Tuesday, February 9, 2010

Poems #4

Burying an Animal on the Way to the New York by Gerald Stern
The title made me think this poem was going to be a narrative. I was entirely wrong. The poem says to keep driving and not swerve when you see road kill in your path because you are helping to bury it. Stern gives a descriptive account of the dead animal, but not in a disgusting way. The description is subtle in such lines as "brown flesh", "crushed limbs", and "dark spot." He compares motorists that drive over road kill to mourners. His reference to the "first suffering" creates the image of the actual act of running over the animal in the mind of the reader. The shift takes place when the poem stops describing the scene and tells you to respect and learn from it. While reading the poem the reader begins to feel pity for the animal. The author's tone shows he respects the circle of life. The poem seems to remind us that death is simply part of life and we should respect it.
Stern did a good job of writing about what most of us consider a disgusting subject in a not disgusting way. I doubt there are few who can write about road kill with such grace. For some reason the poem makes me picture a squirrel. Maybe I get that from the line "crushed limbs," since squirrels do a lot with their hands. I like the first eight or so lines because they seemed to to concentrate on the awareness of a life lost. However when he talks about "shreds of spirit and little ghost fragments," in the last lines, I kept seeing little squirrels' ghosts floating through the air and it killed the mood for me.

Question by May Swenson
From the title I thought that Swenson was going to ask some of life's profound questions. While she did ask questions, they were narrower than I originally imagined. Swenson ask what she is going to do when her home, horse, and hound are gone. She uses no punctuation in the poem save a question mark at the very end. That is where the title comes in. The whole poem is one big question. In the the first stanza she addresses the objects she is worried about losing. Then she changes and refers to them asking the audiences what she will do when they are gone. She gives specific details as to what each one of them gives to her life. The author wants the reader to feel the anxiety that she is going through when she considers losing these things. She herself feels very insecure. The shift comes at the very end when the true feelings of the author come out.
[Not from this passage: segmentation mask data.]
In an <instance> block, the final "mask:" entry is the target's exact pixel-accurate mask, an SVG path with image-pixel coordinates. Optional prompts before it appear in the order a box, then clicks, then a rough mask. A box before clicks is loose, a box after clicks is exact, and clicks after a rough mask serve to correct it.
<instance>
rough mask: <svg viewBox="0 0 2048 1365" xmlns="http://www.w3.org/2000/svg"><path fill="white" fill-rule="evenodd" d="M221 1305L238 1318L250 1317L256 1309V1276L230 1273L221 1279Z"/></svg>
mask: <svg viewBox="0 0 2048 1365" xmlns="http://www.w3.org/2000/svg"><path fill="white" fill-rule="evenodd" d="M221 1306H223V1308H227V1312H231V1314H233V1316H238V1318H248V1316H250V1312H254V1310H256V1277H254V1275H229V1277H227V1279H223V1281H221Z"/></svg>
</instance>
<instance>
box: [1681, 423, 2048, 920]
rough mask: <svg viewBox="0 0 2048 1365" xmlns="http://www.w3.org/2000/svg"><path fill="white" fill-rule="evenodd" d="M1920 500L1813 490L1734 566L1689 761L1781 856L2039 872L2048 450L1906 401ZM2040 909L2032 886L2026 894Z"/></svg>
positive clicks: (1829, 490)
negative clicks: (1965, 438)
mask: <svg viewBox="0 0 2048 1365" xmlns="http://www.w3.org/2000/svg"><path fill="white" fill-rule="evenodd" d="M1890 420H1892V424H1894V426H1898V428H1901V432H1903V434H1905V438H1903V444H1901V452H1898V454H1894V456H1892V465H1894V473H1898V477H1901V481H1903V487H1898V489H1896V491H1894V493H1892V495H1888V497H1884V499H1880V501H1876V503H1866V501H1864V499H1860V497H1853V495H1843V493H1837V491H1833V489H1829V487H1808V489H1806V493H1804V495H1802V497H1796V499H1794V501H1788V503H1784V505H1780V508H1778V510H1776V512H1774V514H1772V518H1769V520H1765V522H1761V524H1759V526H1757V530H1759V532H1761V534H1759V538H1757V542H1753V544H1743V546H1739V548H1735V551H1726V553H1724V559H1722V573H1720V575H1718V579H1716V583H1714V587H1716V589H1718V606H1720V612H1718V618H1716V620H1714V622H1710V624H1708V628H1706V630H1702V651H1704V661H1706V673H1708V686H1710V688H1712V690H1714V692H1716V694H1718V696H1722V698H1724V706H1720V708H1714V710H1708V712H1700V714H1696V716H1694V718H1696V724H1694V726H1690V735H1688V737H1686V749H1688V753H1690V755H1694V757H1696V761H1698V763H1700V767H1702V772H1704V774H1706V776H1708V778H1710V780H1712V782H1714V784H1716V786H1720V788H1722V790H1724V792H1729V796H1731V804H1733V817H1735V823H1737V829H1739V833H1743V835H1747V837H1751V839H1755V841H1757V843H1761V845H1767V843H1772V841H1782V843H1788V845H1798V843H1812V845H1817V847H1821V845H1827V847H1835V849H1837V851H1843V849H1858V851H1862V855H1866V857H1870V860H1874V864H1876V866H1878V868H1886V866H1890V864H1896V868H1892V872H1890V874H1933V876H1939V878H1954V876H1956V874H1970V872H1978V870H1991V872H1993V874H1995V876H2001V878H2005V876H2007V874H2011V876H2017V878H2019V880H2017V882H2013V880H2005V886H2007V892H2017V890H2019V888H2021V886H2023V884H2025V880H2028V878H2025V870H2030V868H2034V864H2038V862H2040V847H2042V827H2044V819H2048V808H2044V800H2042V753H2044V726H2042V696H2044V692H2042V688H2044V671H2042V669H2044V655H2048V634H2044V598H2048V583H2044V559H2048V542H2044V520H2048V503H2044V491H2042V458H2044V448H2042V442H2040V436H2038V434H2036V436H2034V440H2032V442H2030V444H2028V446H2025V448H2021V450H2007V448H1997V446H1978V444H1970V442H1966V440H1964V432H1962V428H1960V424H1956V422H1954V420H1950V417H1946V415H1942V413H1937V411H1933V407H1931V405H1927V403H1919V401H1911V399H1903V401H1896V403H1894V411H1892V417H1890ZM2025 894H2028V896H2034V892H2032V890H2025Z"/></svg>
She asks "With cloud for shift how will I hide?." She isn't just speaking about her house, horse, and hound, but of the security she has being surrounded by familiar things in life. The poem's theme is that everyone can't be certain of things in life and things can be taken away at any time.
The lack of punctuation made reading it the first time difficult because I never felt like I could pause. That in itself gave off the feeling of anxiety cause the lines seem to rattle on and on. If Body is her hound, which is what I gather from the third stanza, why does she put, "Body my house my horse my hound" at the beginning? The stanza describing what her horse and hound do for her was easy to understand. I didn't fully understand the stanza about her house. I gathered that the reference to lying in the sky was talking about being exposed without her house.

1 comment:

  1. For years I have searched for the above poem by Gerald Stern with no title or even who the poet was. Tonight, like magic - here it is. The haunt is over and I am filled with peace. Thank you. Thank you so much!!